Section 1182 C. G. L. provides that insurance companies shall on or before the first day of March of each year pay to the State Treasurer two per cent of the gross amount of receipts of premiums from policy holders in Florida, and Chapter 19501, Acts of 1939, provides the method or rule of calculating the total amount due after permitting or allowing certain enumerated deductions. It will be observed that the words “and cancellations” were not included in Section 1182 C. G. L., and since the enactment of Chapter 19501, supra, it is questionable whether or not sufficient time has elapsed to establish an administrative construction of the words “and cancellations.” It is settled law that a construction placed on a statute by a State administrative officer, as shown to have occurred in the case at bar, is a persuasive force and influential with the courts, when found not to conflict with some provision of the Constitution or the plain intent of the statute. See Frey, Inc., v. State ex rel. Taylor, 127 Fla. 671, 173 So. 812; State v. Bryan, 50 Fla. 293, 39 So. 929; Amos v. Mosley, 74 Fla. 555, 77 So. 619; L. R. A. 1918C 482; State v. Leatherman, 99 Fla. 899, 128 So. 21; Bloxham v. Consumers’ Elec. Light, etc., R. Co., 36 Fla. 519, 18 So. 444, 51 Am. St. Rep. 44, 29 L. R. A. 507.

Section 1 of Chapter 19501, supra, directs that the State Treasurer in calculating the amount due upon gross premiums received shall: (a) omit premiums on reinsurance accepted; (b) and likewise shall omit or deduct in said calculation “return premiums and cancellations.” Involved here is a taxation statute and it can be presumed that the Legislature placed therein and omitted therefrom items and things intended to be taxed or omitted from taxation.

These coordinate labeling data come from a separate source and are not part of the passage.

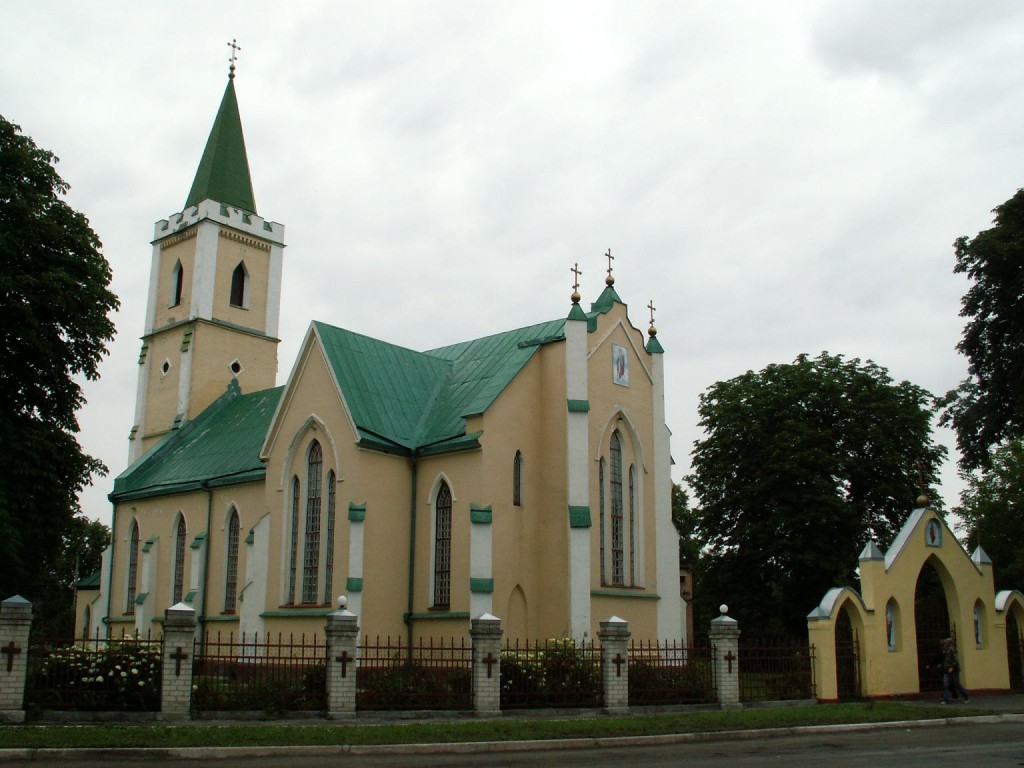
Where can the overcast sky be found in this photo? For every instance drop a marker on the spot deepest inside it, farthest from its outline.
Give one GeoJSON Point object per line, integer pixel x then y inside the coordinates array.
{"type": "Point", "coordinates": [777, 177]}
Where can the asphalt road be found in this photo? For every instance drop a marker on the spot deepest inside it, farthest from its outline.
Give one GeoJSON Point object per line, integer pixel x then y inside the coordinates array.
{"type": "Point", "coordinates": [979, 744]}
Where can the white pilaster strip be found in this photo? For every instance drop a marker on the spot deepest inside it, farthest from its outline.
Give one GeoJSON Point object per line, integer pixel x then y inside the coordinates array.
{"type": "Point", "coordinates": [205, 271]}
{"type": "Point", "coordinates": [356, 534]}
{"type": "Point", "coordinates": [480, 561]}
{"type": "Point", "coordinates": [578, 481]}
{"type": "Point", "coordinates": [671, 610]}
{"type": "Point", "coordinates": [273, 295]}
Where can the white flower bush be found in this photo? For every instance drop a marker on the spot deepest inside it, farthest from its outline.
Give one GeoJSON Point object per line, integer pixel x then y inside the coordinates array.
{"type": "Point", "coordinates": [116, 675]}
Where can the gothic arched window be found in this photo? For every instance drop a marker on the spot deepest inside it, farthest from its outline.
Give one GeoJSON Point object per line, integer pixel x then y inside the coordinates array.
{"type": "Point", "coordinates": [231, 563]}
{"type": "Point", "coordinates": [633, 524]}
{"type": "Point", "coordinates": [310, 559]}
{"type": "Point", "coordinates": [294, 551]}
{"type": "Point", "coordinates": [132, 581]}
{"type": "Point", "coordinates": [617, 535]}
{"type": "Point", "coordinates": [517, 479]}
{"type": "Point", "coordinates": [177, 589]}
{"type": "Point", "coordinates": [329, 557]}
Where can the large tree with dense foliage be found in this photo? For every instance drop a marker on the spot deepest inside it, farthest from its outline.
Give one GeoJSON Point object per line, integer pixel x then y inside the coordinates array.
{"type": "Point", "coordinates": [81, 553]}
{"type": "Point", "coordinates": [992, 513]}
{"type": "Point", "coordinates": [801, 466]}
{"type": "Point", "coordinates": [987, 408]}
{"type": "Point", "coordinates": [54, 327]}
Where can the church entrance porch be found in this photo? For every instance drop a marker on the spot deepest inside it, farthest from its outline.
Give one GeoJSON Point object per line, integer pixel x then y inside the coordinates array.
{"type": "Point", "coordinates": [931, 615]}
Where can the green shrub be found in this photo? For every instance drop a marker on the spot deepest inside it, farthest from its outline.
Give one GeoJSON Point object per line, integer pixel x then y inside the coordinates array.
{"type": "Point", "coordinates": [555, 674]}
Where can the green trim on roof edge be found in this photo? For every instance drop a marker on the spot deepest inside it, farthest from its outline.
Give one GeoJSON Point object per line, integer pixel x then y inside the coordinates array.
{"type": "Point", "coordinates": [605, 300]}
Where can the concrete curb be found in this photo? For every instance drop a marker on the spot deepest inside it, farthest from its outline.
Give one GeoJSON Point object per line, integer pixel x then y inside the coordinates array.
{"type": "Point", "coordinates": [467, 748]}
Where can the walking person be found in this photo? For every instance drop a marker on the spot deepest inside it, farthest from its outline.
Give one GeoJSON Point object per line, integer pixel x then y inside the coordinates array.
{"type": "Point", "coordinates": [950, 672]}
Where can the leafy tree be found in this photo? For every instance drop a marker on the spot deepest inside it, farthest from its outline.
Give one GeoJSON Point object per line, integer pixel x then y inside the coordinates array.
{"type": "Point", "coordinates": [988, 407]}
{"type": "Point", "coordinates": [54, 327]}
{"type": "Point", "coordinates": [81, 553]}
{"type": "Point", "coordinates": [801, 466]}
{"type": "Point", "coordinates": [992, 510]}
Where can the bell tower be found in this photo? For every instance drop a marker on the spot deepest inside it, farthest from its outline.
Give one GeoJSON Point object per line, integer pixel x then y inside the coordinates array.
{"type": "Point", "coordinates": [214, 291]}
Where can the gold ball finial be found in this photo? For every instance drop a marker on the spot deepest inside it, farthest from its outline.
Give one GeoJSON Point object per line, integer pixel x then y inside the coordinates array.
{"type": "Point", "coordinates": [610, 280]}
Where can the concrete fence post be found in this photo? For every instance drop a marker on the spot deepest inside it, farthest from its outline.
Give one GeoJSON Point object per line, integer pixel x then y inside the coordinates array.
{"type": "Point", "coordinates": [15, 621]}
{"type": "Point", "coordinates": [724, 636]}
{"type": "Point", "coordinates": [614, 637]}
{"type": "Point", "coordinates": [342, 640]}
{"type": "Point", "coordinates": [179, 643]}
{"type": "Point", "coordinates": [485, 632]}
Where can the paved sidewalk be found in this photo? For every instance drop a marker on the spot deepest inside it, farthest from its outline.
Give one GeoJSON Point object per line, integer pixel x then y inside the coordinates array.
{"type": "Point", "coordinates": [1007, 708]}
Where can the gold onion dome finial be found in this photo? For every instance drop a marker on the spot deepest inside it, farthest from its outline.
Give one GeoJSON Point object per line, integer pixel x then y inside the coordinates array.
{"type": "Point", "coordinates": [233, 45]}
{"type": "Point", "coordinates": [576, 283]}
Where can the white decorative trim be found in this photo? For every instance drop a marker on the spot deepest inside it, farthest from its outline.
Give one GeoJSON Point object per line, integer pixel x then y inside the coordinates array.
{"type": "Point", "coordinates": [578, 480]}
{"type": "Point", "coordinates": [205, 271]}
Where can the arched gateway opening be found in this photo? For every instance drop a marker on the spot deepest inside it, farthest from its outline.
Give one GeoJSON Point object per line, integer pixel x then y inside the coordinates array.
{"type": "Point", "coordinates": [931, 613]}
{"type": "Point", "coordinates": [847, 657]}
{"type": "Point", "coordinates": [1015, 651]}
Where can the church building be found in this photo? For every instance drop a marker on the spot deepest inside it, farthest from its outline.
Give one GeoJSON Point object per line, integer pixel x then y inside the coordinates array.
{"type": "Point", "coordinates": [524, 474]}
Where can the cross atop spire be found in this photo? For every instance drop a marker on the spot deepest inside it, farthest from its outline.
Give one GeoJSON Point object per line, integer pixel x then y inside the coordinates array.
{"type": "Point", "coordinates": [233, 45]}
{"type": "Point", "coordinates": [576, 283]}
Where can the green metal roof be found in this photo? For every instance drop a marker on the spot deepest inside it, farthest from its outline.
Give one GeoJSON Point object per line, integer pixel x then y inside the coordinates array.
{"type": "Point", "coordinates": [219, 446]}
{"type": "Point", "coordinates": [406, 401]}
{"type": "Point", "coordinates": [90, 582]}
{"type": "Point", "coordinates": [223, 171]}
{"type": "Point", "coordinates": [402, 401]}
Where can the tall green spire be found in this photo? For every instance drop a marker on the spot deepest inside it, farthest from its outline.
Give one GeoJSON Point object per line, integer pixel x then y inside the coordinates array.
{"type": "Point", "coordinates": [223, 171]}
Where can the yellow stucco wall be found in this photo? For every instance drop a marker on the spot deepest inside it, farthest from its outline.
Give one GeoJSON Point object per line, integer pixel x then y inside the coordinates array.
{"type": "Point", "coordinates": [529, 543]}
{"type": "Point", "coordinates": [886, 670]}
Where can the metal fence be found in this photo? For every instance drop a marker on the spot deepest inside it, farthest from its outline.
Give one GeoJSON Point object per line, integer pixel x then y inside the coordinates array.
{"type": "Point", "coordinates": [259, 673]}
{"type": "Point", "coordinates": [775, 670]}
{"type": "Point", "coordinates": [94, 674]}
{"type": "Point", "coordinates": [551, 673]}
{"type": "Point", "coordinates": [423, 675]}
{"type": "Point", "coordinates": [669, 673]}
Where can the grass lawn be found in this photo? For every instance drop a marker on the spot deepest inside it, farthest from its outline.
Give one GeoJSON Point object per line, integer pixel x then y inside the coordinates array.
{"type": "Point", "coordinates": [506, 729]}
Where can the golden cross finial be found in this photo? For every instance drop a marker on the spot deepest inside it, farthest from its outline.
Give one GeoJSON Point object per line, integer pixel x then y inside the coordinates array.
{"type": "Point", "coordinates": [651, 331]}
{"type": "Point", "coordinates": [576, 283]}
{"type": "Point", "coordinates": [233, 45]}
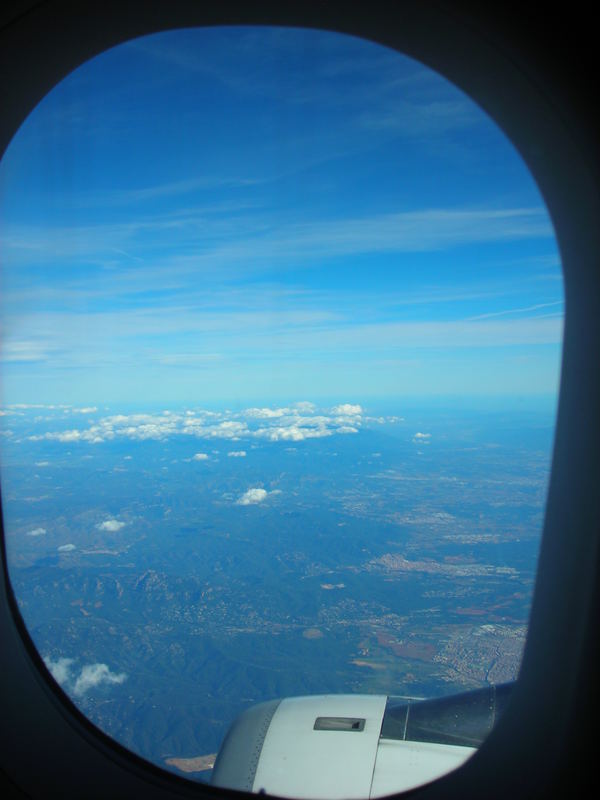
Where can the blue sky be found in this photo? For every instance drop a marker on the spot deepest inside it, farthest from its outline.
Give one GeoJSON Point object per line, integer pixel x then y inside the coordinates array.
{"type": "Point", "coordinates": [267, 215]}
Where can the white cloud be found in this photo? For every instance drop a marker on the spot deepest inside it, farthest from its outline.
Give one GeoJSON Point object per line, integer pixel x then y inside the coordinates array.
{"type": "Point", "coordinates": [252, 497]}
{"type": "Point", "coordinates": [110, 525]}
{"type": "Point", "coordinates": [292, 424]}
{"type": "Point", "coordinates": [266, 413]}
{"type": "Point", "coordinates": [93, 675]}
{"type": "Point", "coordinates": [422, 438]}
{"type": "Point", "coordinates": [347, 409]}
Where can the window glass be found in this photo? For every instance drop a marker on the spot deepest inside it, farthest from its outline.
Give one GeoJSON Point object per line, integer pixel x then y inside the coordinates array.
{"type": "Point", "coordinates": [281, 328]}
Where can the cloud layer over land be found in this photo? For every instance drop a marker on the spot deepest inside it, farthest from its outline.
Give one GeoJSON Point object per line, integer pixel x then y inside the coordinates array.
{"type": "Point", "coordinates": [284, 424]}
{"type": "Point", "coordinates": [79, 681]}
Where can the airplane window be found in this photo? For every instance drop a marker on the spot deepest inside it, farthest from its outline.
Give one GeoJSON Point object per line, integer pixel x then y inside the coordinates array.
{"type": "Point", "coordinates": [281, 330]}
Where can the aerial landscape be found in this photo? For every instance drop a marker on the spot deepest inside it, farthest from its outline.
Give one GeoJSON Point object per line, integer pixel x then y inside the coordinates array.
{"type": "Point", "coordinates": [174, 568]}
{"type": "Point", "coordinates": [281, 328]}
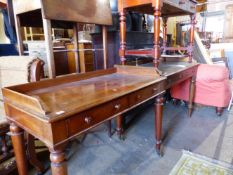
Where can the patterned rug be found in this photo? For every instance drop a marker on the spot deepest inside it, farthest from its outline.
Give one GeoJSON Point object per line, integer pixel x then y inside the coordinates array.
{"type": "Point", "coordinates": [194, 164]}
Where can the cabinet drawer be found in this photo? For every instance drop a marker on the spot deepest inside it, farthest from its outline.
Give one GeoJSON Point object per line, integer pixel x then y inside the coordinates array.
{"type": "Point", "coordinates": [90, 118]}
{"type": "Point", "coordinates": [144, 94]}
{"type": "Point", "coordinates": [88, 58]}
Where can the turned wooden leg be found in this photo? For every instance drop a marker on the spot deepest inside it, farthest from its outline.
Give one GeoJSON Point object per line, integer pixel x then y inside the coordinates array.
{"type": "Point", "coordinates": [32, 154]}
{"type": "Point", "coordinates": [17, 136]}
{"type": "Point", "coordinates": [219, 111]}
{"type": "Point", "coordinates": [119, 128]}
{"type": "Point", "coordinates": [122, 36]}
{"type": "Point", "coordinates": [109, 125]}
{"type": "Point", "coordinates": [164, 36]}
{"type": "Point", "coordinates": [191, 95]}
{"type": "Point", "coordinates": [158, 122]}
{"type": "Point", "coordinates": [4, 145]}
{"type": "Point", "coordinates": [58, 163]}
{"type": "Point", "coordinates": [157, 15]}
{"type": "Point", "coordinates": [191, 39]}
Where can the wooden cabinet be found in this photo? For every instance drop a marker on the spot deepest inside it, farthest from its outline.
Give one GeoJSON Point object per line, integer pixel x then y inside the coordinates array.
{"type": "Point", "coordinates": [86, 58]}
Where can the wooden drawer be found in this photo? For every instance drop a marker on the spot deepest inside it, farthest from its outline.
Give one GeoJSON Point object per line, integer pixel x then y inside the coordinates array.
{"type": "Point", "coordinates": [144, 94]}
{"type": "Point", "coordinates": [96, 115]}
{"type": "Point", "coordinates": [88, 58]}
{"type": "Point", "coordinates": [180, 76]}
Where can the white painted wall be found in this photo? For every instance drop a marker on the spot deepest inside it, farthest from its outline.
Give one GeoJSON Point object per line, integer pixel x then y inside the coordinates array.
{"type": "Point", "coordinates": [3, 38]}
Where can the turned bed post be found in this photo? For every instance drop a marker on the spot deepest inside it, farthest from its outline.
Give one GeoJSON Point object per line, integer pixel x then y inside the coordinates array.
{"type": "Point", "coordinates": [105, 46]}
{"type": "Point", "coordinates": [122, 32]}
{"type": "Point", "coordinates": [49, 47]}
{"type": "Point", "coordinates": [157, 15]}
{"type": "Point", "coordinates": [17, 137]}
{"type": "Point", "coordinates": [165, 19]}
{"type": "Point", "coordinates": [76, 47]}
{"type": "Point", "coordinates": [164, 36]}
{"type": "Point", "coordinates": [159, 101]}
{"type": "Point", "coordinates": [191, 44]}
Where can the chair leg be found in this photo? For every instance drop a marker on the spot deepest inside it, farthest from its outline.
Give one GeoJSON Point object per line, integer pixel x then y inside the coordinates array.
{"type": "Point", "coordinates": [219, 111]}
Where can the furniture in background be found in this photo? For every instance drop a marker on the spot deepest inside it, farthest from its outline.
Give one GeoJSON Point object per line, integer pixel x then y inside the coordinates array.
{"type": "Point", "coordinates": [212, 87]}
{"type": "Point", "coordinates": [86, 57]}
{"type": "Point", "coordinates": [164, 9]}
{"type": "Point", "coordinates": [8, 49]}
{"type": "Point", "coordinates": [38, 49]}
{"type": "Point", "coordinates": [16, 70]}
{"type": "Point", "coordinates": [134, 40]}
{"type": "Point", "coordinates": [28, 13]}
{"type": "Point", "coordinates": [159, 9]}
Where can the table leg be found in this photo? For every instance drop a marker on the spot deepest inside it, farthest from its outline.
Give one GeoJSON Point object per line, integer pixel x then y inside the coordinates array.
{"type": "Point", "coordinates": [122, 36]}
{"type": "Point", "coordinates": [58, 163]}
{"type": "Point", "coordinates": [32, 154]}
{"type": "Point", "coordinates": [17, 136]}
{"type": "Point", "coordinates": [119, 128]}
{"type": "Point", "coordinates": [158, 122]}
{"type": "Point", "coordinates": [109, 125]}
{"type": "Point", "coordinates": [191, 95]}
{"type": "Point", "coordinates": [157, 15]}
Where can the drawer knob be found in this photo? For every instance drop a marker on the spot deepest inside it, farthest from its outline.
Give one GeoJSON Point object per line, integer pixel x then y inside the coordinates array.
{"type": "Point", "coordinates": [192, 7]}
{"type": "Point", "coordinates": [117, 106]}
{"type": "Point", "coordinates": [88, 120]}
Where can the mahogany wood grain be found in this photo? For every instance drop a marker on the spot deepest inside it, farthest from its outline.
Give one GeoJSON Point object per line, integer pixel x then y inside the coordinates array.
{"type": "Point", "coordinates": [191, 95]}
{"type": "Point", "coordinates": [159, 101]}
{"type": "Point", "coordinates": [77, 11]}
{"type": "Point", "coordinates": [122, 36]}
{"type": "Point", "coordinates": [119, 128]}
{"type": "Point", "coordinates": [158, 8]}
{"type": "Point", "coordinates": [105, 45]}
{"type": "Point", "coordinates": [157, 15]}
{"type": "Point", "coordinates": [191, 44]}
{"type": "Point", "coordinates": [49, 47]}
{"type": "Point", "coordinates": [111, 92]}
{"type": "Point", "coordinates": [165, 19]}
{"type": "Point", "coordinates": [19, 36]}
{"type": "Point", "coordinates": [17, 137]}
{"type": "Point", "coordinates": [76, 47]}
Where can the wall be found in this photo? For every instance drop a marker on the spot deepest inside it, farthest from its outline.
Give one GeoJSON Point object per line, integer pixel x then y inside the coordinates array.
{"type": "Point", "coordinates": [3, 38]}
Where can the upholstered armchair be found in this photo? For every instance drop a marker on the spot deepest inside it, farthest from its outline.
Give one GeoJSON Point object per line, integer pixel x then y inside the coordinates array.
{"type": "Point", "coordinates": [16, 70]}
{"type": "Point", "coordinates": [212, 87]}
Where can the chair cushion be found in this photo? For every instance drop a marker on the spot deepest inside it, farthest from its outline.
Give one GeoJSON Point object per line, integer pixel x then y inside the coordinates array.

See State v. Beardsley, 84 Fla. 109, 94 So. 660. It appears that we are controlled in the construction of Chapter 19501 by the intent of the Legislature as gleaned from the Act. The history of the legislation cannot be of much assistance when contradicting the plain mandates of the Act. The legislative intent is so clear and well fixed that the duty of the Court here is to follow the plain language employed by it. It simply states that the State Treasurer when calculating the amount due upon gross premiums received by him shall deduct in said calculation from the amount of the gross premiums received “return premiums and cancellations.”

It therefore follows that the deduction in the sum of $75,016.00 claimed as the cash surrender value of the policies paid the policy holders during the year 1939 should have been allowed from the total of $204,582.92. The administrative construction to the effect that the dividends as applied in payment of annual maturing premiums is proper and therefore not deductible and was not erroneous and the same is hereby affirmed.

The order appealed from is' hereby reversed for further proceedings in the lower court not inconsistent with this opinion.

It is so ordered.

Brown, C. J., Terrell and Buford, J. J., concur.